Highlights & Insights¶
- Turning "mysterious collapse" into observable diagnostics: Moving from "single-turn stable/multi-turn collapse" to the feedback loop and then to the gradient norm formula (Prop. 1) provides a clean logical chain.
- Clever proxy signal: Instead of quantifying "low probability" with difficult thresholds, it identifies a binary, easily detected symptom (void turn) that captures pathological behavior.
- Plug-and-play and orthogonal: Logic is not tied to GRPO and can be added to any multi-turn agent RL training encountering instability.
- Reward for sticking to Zero RL: Avoiding SFT cold-starts allowed for richer emergent reasoning patterns, providing empirical evidence for reward-driven capability emergence.
Limitations & Future Work¶
- Heuristic nature of void turns: It is a strong correlate but not an equivalent signal for low-probability accumulation; it might miss some pathological trajectories or "falsely accuse" others.
- Sample loss: Discarding entire trajectories may lose significant data in early training; the impact on sample efficiency in harder tasks needs more study.
- Narrow task domain: Experiments focused on math reasoning with code interpreters; effectiveness for other tools (e.g., search engines) or longer-horizon agent tasks remains to be verified.
Related Work & Insights¶
- vs. Cold-start SFT (e.g., ReTool): ReTool uses SFT to stabilize; SimpleTIR uses filtering to preserve diversity while achieving stability. SimpleTIR avoids "imitation of fixed patterns."
- vs. Feedback token masking: While others mask feedback loss, SimpleTIR argues this is enough because drift "infects" subsequent generated tokens, necessitating trajectory-level filtering.

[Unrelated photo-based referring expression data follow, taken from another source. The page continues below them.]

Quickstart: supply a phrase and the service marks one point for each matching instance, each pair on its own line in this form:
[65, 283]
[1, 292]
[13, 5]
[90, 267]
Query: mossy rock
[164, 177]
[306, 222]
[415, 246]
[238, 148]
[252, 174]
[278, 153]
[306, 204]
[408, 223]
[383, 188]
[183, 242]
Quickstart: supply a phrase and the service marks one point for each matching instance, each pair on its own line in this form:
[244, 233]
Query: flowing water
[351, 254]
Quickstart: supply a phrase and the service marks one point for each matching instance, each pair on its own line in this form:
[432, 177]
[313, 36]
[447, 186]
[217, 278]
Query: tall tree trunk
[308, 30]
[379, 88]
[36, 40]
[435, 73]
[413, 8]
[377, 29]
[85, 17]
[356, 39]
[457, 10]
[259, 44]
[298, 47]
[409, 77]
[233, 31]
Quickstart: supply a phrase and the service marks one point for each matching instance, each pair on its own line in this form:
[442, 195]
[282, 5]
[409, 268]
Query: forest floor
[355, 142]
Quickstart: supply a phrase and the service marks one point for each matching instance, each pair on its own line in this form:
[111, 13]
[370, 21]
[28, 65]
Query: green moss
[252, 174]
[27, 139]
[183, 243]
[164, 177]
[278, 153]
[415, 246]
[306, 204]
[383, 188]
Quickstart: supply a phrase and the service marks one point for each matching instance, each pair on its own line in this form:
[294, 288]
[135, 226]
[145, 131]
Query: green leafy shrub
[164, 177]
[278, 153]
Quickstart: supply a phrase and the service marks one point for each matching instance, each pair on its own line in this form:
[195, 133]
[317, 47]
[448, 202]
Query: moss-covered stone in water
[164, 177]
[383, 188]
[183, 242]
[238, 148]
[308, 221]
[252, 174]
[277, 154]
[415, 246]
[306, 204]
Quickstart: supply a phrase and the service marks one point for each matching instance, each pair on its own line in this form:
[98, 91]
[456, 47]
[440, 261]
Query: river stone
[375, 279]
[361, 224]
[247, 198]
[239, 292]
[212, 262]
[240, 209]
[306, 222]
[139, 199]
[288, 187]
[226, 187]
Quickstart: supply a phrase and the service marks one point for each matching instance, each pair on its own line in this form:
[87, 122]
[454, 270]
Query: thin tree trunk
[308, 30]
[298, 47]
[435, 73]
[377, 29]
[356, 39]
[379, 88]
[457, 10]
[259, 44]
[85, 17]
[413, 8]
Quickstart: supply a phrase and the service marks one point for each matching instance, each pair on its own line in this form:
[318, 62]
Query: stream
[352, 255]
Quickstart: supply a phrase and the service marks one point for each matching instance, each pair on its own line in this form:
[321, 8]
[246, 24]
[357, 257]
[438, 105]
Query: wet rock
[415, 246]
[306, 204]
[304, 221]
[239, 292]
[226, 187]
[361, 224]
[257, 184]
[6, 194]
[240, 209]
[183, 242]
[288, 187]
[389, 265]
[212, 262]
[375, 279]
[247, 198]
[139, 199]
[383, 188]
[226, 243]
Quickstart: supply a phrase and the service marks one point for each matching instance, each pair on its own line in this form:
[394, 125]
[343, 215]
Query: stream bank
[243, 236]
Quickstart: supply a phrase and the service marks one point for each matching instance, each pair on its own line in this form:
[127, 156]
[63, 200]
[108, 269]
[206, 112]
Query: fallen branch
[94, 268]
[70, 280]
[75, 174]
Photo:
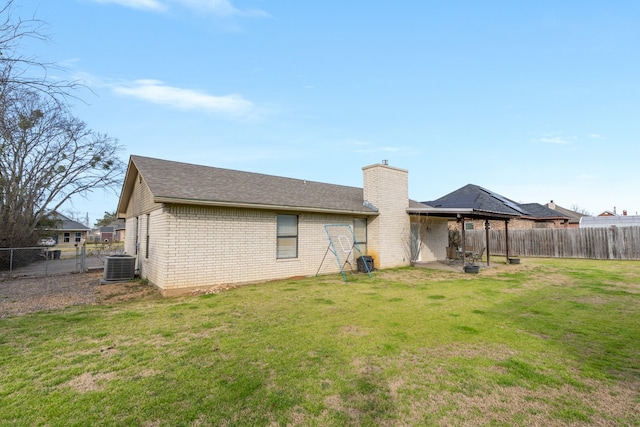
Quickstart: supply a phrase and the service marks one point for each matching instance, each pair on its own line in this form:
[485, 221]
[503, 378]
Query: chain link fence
[47, 261]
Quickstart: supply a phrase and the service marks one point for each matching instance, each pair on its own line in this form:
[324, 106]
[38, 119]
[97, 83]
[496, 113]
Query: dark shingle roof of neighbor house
[64, 223]
[574, 217]
[175, 182]
[475, 197]
[538, 211]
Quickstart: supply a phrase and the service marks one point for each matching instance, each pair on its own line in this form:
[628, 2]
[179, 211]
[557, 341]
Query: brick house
[193, 226]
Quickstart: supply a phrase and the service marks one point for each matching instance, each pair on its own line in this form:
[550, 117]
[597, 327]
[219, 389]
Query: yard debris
[213, 290]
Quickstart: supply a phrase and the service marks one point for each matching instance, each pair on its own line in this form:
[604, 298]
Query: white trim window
[287, 236]
[360, 231]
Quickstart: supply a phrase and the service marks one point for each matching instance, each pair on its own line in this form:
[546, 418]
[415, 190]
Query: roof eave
[215, 203]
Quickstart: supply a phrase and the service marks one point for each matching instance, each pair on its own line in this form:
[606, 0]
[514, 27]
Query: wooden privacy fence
[594, 243]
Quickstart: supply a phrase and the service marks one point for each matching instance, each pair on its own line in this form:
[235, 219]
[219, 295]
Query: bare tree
[24, 70]
[47, 156]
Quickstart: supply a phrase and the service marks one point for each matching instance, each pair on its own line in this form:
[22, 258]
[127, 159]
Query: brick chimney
[387, 188]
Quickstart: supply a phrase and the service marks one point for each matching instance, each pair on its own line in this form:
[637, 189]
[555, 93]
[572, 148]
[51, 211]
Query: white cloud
[155, 5]
[157, 92]
[552, 140]
[222, 8]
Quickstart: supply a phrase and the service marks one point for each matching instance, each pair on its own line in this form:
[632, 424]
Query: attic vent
[369, 205]
[118, 268]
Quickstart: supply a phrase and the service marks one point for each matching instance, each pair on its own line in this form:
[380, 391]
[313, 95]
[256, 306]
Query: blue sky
[536, 100]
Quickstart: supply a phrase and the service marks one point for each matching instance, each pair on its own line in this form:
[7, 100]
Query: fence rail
[48, 261]
[620, 243]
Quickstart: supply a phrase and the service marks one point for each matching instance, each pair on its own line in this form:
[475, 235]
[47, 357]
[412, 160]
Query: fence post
[11, 263]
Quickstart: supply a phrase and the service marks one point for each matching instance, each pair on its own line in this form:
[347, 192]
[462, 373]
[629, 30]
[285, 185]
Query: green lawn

- vs. ZeroTIR: SimpleTIR significantly outperforms ZeroTIR on 7B/32B models (AIME24 50.5 vs 39.6), with the primary difference being the stability provided by void turn filtering.
Rating¶
- Novelty: ⭐⭐⭐⭐ Diagnostics chain is insightful.
- Experimental Thoroughness: ⭐⭐⭐⭐ Solid evidence across multiple models and benchmarks.
- Writing Quality: ⭐⭐⭐⭐ Clear progression from phenomenon to theory to solution.
- Value: ⭐⭐⭐⭐⭐ Provides a low-cost, universal solution for multi-turn agent RL instability.